# E/M service same day of MOHS



## Texascoder64 (Mar 10, 2013)

Does anyone code for a dr that wants to charge an E/M same day of MOHS surgery ?
This is a dilemma for me as the Dr finds something unrelated to code (i.e., 702.11 Seb Keratosis) then the rest of the claim is the mohs surgery.  I have the problem when a 90 day p/o global such as a Flap or Graft -and insurance will most certainly deny the e/m.  I have used 57 mod (because of the major surg. codes) and even tried 25 - since the e/m was not a decision about the MOHS it was just an examination of an SK or AK.
My thought is really?? this can wait, don't mess up my clean claim.  LOL..  
Can anyone give me some input on this.  Am I just out of luck and have to appeal the ov denial and try to prove the dr looked at a spot?  

thanks


----------



## tfrick2 (Mar 12, 2013)

Have you tried using a -24 modifier on the E/M?

Tracy


----------



## Texascoder64 (Mar 17, 2013)

Tracy, this is the initial claim for the mohs surgery and is not in a p/o global.  
Insurance will deny 25 on the e/m because a major code  such as flap or graft is on the claim.  So when I use 57 it also denies.  Basically - Medicare wants us to prove a separate problem was really seen on the day of mohs.  

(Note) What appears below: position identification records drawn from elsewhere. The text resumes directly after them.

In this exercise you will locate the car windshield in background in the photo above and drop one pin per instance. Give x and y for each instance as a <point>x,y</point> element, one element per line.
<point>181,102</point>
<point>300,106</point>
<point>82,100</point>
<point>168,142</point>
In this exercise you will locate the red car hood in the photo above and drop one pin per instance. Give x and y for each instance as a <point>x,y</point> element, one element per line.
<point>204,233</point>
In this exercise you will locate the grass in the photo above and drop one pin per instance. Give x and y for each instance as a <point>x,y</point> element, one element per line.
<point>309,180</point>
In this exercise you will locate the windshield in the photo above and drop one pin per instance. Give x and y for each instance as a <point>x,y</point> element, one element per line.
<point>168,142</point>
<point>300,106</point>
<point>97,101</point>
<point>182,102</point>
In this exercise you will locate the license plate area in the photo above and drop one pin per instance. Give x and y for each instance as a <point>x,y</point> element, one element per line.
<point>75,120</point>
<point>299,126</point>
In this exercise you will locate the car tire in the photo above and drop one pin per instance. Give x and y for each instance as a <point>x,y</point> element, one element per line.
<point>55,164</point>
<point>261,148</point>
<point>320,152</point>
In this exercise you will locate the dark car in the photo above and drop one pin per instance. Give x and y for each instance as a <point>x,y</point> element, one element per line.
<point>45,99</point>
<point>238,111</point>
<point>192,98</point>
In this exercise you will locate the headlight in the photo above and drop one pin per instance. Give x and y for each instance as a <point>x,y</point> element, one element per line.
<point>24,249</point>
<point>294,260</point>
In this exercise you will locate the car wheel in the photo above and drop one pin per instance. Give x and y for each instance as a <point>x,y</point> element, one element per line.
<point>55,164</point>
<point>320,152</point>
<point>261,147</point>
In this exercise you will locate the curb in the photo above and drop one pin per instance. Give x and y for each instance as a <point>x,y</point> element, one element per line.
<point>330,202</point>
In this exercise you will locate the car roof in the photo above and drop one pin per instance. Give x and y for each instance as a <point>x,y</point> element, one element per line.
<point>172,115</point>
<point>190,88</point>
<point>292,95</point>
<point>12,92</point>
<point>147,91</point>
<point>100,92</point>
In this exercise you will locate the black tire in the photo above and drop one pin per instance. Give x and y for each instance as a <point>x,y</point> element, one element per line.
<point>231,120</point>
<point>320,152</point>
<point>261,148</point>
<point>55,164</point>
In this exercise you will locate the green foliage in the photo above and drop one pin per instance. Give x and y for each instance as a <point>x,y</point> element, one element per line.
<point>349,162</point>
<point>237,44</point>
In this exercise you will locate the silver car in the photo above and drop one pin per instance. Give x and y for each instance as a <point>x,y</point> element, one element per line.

So my question is -  I know I will have to appeal this anyway, but which e/m modifier is correct 25 or 57.  
because the claim has a combination of minor and major codes - so which one to pick?


----------



## tfrick2 (Mar 19, 2013)

Texascoder64 said:


> Tracy, this is the initial claim for the mohs surgery and is not in a p/o global.
> Insurance will deny 25 on the e/m because a major code  such as flap or graft is on the claim.  So when I use 57 it also denies.  Basically - Medicare wants us to prove a separate problem was really seen on the day of mohs.
> 
> So my question is -  I know I will have to appeal this anyway, but which e/m modifier is correct 25 or 57.
> because the claim has a combination of minor and major codes - so which one to pick?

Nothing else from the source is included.